I have two csv files which have different row numbers.
test1.csv
num,sam
1,1.2
2,1.13
3,0.99
test2.csv
num,sam
1,1.2
2,1.1
3,0.99
4,1.02
I would like to read the sam columns and append them to an empty dataframe. Thing is that, when I read test1.csv, I extract the base file name, test1 and want to append the sam column based on the `column header in the empty dataframe.
big_df = pd.DataFrame(columns =['test1','test2'])
pwd = os.getcwd()
for file in os.listdir(pwd):
filename = os.fsdecode(file)
if filename.endswith(".csv"):
prog = filename.split('.')[0] # test1 test2
df = pd.read_csv(filename, usecols=['sam'])
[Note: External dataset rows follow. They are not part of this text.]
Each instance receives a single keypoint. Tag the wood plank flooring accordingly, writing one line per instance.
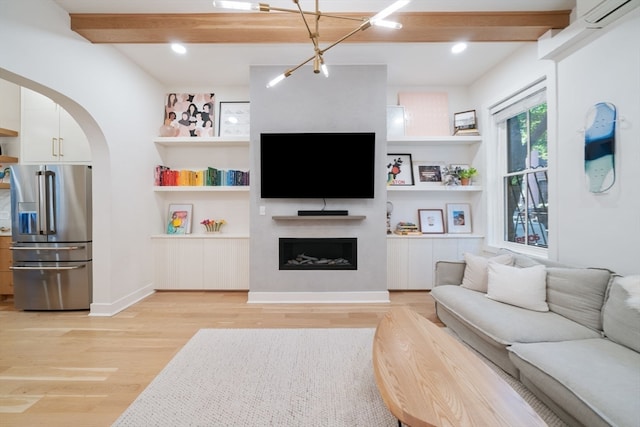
(69, 369)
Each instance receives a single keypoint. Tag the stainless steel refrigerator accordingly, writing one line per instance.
(51, 220)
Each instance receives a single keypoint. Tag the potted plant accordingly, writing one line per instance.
(465, 175)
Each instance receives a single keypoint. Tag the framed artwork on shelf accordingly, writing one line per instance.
(459, 218)
(179, 219)
(235, 118)
(431, 221)
(188, 115)
(395, 120)
(399, 169)
(428, 173)
(465, 123)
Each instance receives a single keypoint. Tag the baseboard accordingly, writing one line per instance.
(319, 297)
(111, 309)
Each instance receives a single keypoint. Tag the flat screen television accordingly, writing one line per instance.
(317, 165)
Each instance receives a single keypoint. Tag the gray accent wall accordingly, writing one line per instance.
(352, 99)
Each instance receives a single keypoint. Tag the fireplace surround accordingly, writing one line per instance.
(318, 253)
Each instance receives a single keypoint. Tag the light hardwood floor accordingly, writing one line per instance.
(69, 369)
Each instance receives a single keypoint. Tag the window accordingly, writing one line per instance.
(522, 148)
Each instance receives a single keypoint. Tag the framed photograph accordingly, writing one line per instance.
(431, 221)
(428, 173)
(188, 114)
(399, 169)
(464, 120)
(395, 120)
(235, 118)
(458, 218)
(179, 219)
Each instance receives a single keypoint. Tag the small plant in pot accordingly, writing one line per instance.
(465, 175)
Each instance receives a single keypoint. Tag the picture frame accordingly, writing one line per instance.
(429, 173)
(179, 219)
(458, 218)
(235, 119)
(431, 221)
(395, 121)
(465, 120)
(188, 115)
(399, 169)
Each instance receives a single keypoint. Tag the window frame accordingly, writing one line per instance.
(497, 162)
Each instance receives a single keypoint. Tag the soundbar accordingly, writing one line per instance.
(324, 213)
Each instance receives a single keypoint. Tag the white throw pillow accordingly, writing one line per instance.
(475, 272)
(522, 287)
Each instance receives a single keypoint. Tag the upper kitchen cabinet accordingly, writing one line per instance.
(9, 109)
(49, 134)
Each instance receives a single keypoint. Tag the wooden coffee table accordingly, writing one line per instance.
(427, 378)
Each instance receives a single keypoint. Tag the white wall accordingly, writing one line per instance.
(585, 229)
(117, 106)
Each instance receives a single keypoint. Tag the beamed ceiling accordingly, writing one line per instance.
(277, 27)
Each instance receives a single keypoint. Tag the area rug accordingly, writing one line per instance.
(274, 377)
(265, 377)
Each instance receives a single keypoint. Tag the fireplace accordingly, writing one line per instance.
(318, 254)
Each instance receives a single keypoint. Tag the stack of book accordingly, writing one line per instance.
(407, 228)
(165, 176)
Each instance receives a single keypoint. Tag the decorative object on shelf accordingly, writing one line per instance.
(212, 225)
(431, 221)
(458, 218)
(179, 221)
(428, 173)
(407, 229)
(466, 175)
(399, 169)
(465, 123)
(395, 120)
(235, 119)
(317, 58)
(190, 115)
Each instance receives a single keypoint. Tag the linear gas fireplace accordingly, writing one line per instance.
(318, 254)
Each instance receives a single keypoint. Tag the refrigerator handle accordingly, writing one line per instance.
(46, 202)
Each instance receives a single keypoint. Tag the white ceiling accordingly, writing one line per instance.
(415, 64)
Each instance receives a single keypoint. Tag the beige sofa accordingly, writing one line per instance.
(568, 334)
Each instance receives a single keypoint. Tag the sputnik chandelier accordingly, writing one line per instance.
(317, 58)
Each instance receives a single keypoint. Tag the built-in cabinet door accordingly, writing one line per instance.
(49, 134)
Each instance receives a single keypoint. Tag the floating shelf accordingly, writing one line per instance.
(8, 132)
(204, 188)
(318, 217)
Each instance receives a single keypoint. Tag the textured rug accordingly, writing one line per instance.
(274, 377)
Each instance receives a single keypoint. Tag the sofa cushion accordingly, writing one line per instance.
(522, 287)
(621, 322)
(603, 375)
(578, 293)
(476, 270)
(506, 324)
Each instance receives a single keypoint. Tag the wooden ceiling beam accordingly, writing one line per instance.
(288, 27)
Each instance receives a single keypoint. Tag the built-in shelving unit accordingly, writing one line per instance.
(8, 132)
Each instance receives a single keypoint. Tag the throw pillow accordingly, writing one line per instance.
(522, 287)
(475, 271)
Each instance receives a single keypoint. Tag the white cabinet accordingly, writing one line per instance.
(49, 134)
(201, 262)
(411, 260)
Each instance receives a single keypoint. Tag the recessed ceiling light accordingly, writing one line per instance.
(178, 48)
(458, 47)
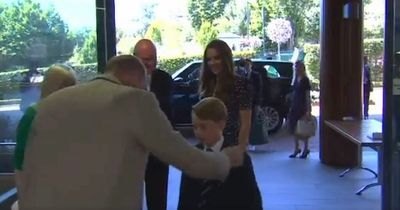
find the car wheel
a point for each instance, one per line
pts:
(271, 119)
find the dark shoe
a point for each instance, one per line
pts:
(305, 154)
(295, 153)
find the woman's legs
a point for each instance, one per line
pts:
(297, 149)
(306, 149)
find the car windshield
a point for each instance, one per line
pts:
(271, 71)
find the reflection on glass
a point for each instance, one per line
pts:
(34, 35)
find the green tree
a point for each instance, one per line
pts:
(205, 11)
(154, 32)
(29, 33)
(88, 52)
(206, 33)
(293, 10)
(312, 23)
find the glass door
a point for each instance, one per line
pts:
(34, 35)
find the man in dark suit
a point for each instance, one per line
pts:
(367, 86)
(160, 83)
(240, 190)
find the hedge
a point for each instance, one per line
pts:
(311, 61)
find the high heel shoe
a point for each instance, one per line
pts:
(295, 153)
(305, 154)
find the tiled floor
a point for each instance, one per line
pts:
(296, 184)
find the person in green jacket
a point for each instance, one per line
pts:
(56, 77)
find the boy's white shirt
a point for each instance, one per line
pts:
(217, 146)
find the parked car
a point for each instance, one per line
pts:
(277, 79)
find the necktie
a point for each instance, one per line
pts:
(207, 186)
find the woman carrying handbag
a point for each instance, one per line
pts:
(300, 110)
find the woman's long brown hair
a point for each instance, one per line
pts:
(219, 85)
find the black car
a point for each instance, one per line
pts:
(277, 79)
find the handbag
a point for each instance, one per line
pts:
(306, 128)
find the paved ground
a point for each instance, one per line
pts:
(285, 184)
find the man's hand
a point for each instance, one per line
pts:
(235, 155)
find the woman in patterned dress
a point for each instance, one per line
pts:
(218, 79)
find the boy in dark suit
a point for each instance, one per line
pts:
(240, 190)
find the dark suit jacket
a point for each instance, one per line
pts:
(161, 86)
(257, 87)
(238, 192)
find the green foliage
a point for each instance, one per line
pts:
(373, 48)
(312, 64)
(28, 33)
(154, 33)
(206, 33)
(205, 11)
(293, 10)
(312, 24)
(88, 52)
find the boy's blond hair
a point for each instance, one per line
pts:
(211, 108)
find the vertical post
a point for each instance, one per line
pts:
(341, 77)
(106, 33)
(391, 111)
(264, 19)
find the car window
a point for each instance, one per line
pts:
(272, 72)
(188, 72)
(195, 74)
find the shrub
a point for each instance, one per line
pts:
(311, 61)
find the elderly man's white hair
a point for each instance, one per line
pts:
(57, 77)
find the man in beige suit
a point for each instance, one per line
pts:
(89, 144)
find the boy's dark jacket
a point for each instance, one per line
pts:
(238, 192)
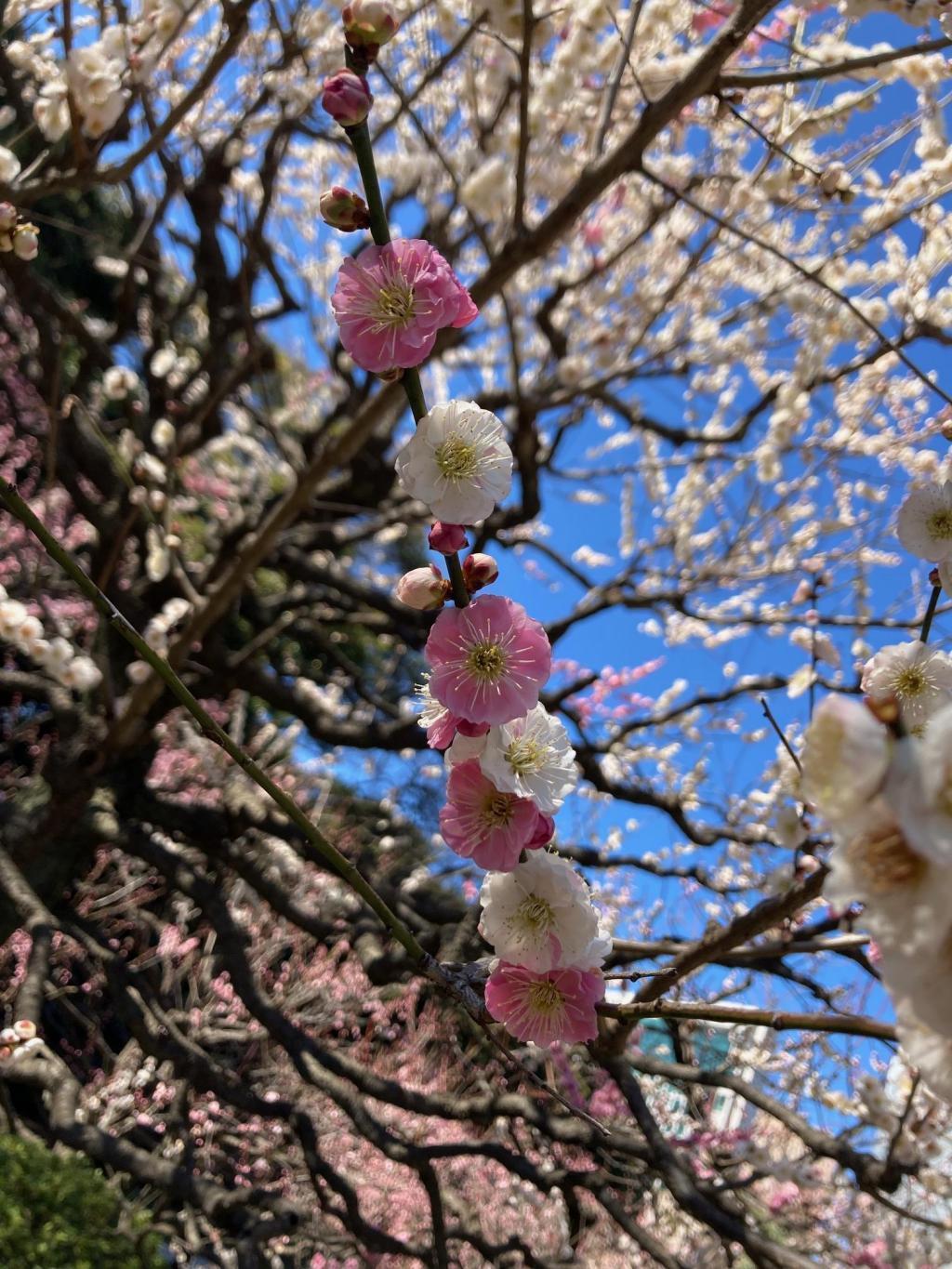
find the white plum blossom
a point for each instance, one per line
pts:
(532, 757)
(457, 462)
(917, 677)
(924, 523)
(844, 758)
(927, 1050)
(9, 166)
(541, 915)
(907, 899)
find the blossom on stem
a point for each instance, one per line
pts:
(544, 1008)
(844, 758)
(347, 98)
(532, 757)
(917, 677)
(343, 209)
(423, 589)
(447, 538)
(368, 24)
(924, 523)
(391, 301)
(457, 462)
(489, 660)
(539, 915)
(479, 570)
(442, 726)
(483, 824)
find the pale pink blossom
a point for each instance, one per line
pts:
(391, 302)
(489, 660)
(483, 824)
(544, 1008)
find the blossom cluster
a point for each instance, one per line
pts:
(510, 761)
(879, 772)
(25, 632)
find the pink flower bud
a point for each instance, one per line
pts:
(479, 570)
(347, 98)
(424, 589)
(343, 209)
(368, 24)
(447, 538)
(25, 242)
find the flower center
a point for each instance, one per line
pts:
(457, 458)
(911, 681)
(393, 305)
(886, 862)
(536, 913)
(545, 998)
(486, 661)
(496, 810)
(525, 755)
(940, 524)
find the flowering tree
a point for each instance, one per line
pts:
(638, 337)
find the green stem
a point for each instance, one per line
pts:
(360, 139)
(329, 853)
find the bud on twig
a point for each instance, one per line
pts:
(368, 24)
(343, 209)
(347, 98)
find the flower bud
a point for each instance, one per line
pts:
(424, 589)
(25, 242)
(343, 209)
(479, 570)
(447, 538)
(368, 24)
(347, 98)
(542, 833)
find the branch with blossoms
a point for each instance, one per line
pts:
(233, 941)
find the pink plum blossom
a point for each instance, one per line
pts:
(485, 825)
(391, 301)
(489, 660)
(544, 1008)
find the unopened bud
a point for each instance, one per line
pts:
(25, 242)
(347, 98)
(447, 538)
(343, 209)
(368, 24)
(479, 570)
(542, 833)
(424, 589)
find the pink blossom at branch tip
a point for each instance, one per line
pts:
(423, 589)
(391, 302)
(344, 209)
(447, 538)
(479, 570)
(544, 1008)
(489, 660)
(347, 98)
(483, 824)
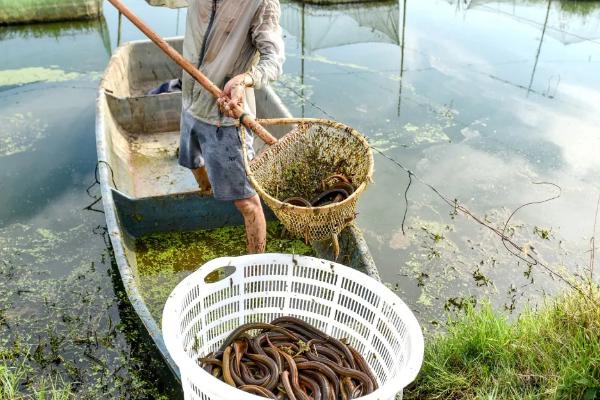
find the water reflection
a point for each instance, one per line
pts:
(477, 98)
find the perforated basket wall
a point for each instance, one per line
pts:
(328, 141)
(343, 302)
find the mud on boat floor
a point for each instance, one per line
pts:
(164, 259)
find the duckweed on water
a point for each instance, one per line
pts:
(164, 259)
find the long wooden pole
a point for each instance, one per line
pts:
(188, 67)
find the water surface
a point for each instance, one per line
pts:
(480, 99)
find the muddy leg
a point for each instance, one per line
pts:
(254, 220)
(202, 179)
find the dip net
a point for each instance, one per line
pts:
(301, 164)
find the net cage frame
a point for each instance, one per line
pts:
(297, 220)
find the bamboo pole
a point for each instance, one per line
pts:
(247, 120)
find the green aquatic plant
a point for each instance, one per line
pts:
(165, 259)
(35, 74)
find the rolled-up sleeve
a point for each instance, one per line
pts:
(268, 40)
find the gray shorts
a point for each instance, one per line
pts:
(219, 150)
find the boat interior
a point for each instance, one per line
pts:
(138, 142)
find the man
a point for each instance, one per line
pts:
(238, 45)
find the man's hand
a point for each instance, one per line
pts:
(233, 94)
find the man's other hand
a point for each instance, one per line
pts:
(233, 94)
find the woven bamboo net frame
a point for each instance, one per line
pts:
(325, 147)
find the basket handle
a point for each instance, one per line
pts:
(238, 112)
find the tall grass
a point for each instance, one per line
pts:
(553, 353)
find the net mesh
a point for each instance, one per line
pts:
(313, 150)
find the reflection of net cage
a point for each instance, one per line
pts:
(19, 11)
(329, 26)
(563, 24)
(321, 144)
(168, 3)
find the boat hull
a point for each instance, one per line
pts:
(143, 189)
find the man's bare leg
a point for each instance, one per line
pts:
(254, 220)
(202, 179)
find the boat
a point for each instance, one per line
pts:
(145, 191)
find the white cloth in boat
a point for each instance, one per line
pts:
(239, 36)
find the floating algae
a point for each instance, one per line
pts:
(35, 74)
(19, 133)
(164, 259)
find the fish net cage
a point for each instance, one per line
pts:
(24, 11)
(202, 311)
(299, 163)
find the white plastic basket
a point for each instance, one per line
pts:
(342, 302)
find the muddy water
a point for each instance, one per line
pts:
(481, 102)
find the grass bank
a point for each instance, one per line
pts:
(553, 353)
(12, 379)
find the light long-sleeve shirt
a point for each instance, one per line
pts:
(226, 38)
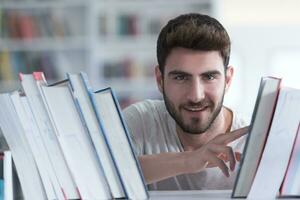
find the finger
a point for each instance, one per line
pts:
(213, 160)
(225, 153)
(238, 156)
(229, 137)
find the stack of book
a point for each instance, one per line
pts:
(270, 165)
(68, 141)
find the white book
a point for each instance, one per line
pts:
(8, 176)
(118, 139)
(13, 131)
(75, 143)
(67, 187)
(278, 147)
(291, 183)
(30, 133)
(258, 132)
(81, 96)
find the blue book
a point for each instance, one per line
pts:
(110, 117)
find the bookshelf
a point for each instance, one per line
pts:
(49, 36)
(114, 41)
(125, 48)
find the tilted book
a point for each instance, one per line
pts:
(258, 132)
(278, 147)
(117, 136)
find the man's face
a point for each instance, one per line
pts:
(193, 86)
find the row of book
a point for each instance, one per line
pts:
(68, 141)
(132, 25)
(30, 24)
(13, 62)
(270, 166)
(127, 68)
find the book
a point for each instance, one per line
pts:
(7, 176)
(64, 186)
(291, 185)
(95, 130)
(13, 131)
(74, 141)
(109, 115)
(258, 132)
(278, 147)
(34, 142)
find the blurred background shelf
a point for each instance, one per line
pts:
(114, 41)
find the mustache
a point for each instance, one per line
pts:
(202, 103)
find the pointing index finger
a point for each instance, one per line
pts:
(229, 137)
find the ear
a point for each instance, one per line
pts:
(228, 77)
(159, 79)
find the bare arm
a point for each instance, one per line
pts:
(157, 167)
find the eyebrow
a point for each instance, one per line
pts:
(178, 72)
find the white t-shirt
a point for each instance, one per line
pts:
(153, 131)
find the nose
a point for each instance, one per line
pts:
(196, 91)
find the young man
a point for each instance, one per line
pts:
(184, 142)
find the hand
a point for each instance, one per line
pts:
(216, 153)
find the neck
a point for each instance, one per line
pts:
(221, 124)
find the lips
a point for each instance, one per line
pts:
(195, 108)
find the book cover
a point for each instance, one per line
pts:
(258, 132)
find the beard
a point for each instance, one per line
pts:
(196, 125)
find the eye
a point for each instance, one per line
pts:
(209, 77)
(180, 77)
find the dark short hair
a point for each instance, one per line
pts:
(193, 31)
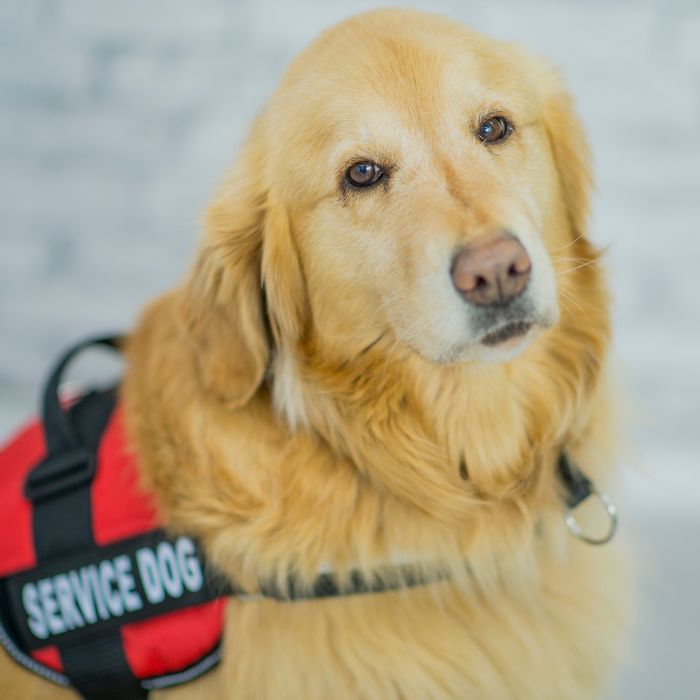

# The read dataframe has one column
# Move/append that column to the big_df where column == prog
big_df[prog] = df
print(big_df)
But big_df misses the fourth row of test2.csv.
test1 test2
0 1.20 1.20
1 1.13 1.1
2 0.99 0.99
I expect to see
test1 test2
0 1.20 1.20
1 1.13 1.1
2 0.99 0.99
3 NaN 1.02
How can I fix that?
CodePudding user response:
Using pandas.concat and a simple dictionary comprehension:
files = ['test1.csv', 'test2.csv']
df = pd.concat({f.rsplit('.', 1)[0]: pd.read_csv(f).set_index('num')['sam']
for f in files}, axis=1)
output:
test1 test2
num
1 1.20 1.20
2 1.13 1.10
3 0.99 0.99
4 NaN 1.02
CodePudding user response:
You could approach it differently and use concat instead of creating an empty data frame in the first place. Might be also a bit more efficient. In code that reads like
def get_columns():
for file in os.listdir(pwd):
filename = os.fsdecode(file)
if filename.endswith(".csv"):
prog = filename.split('.')[0] # test1 test2
yield pd.read_csv(filename, usecols=['sam'])['sam'].rename(prog)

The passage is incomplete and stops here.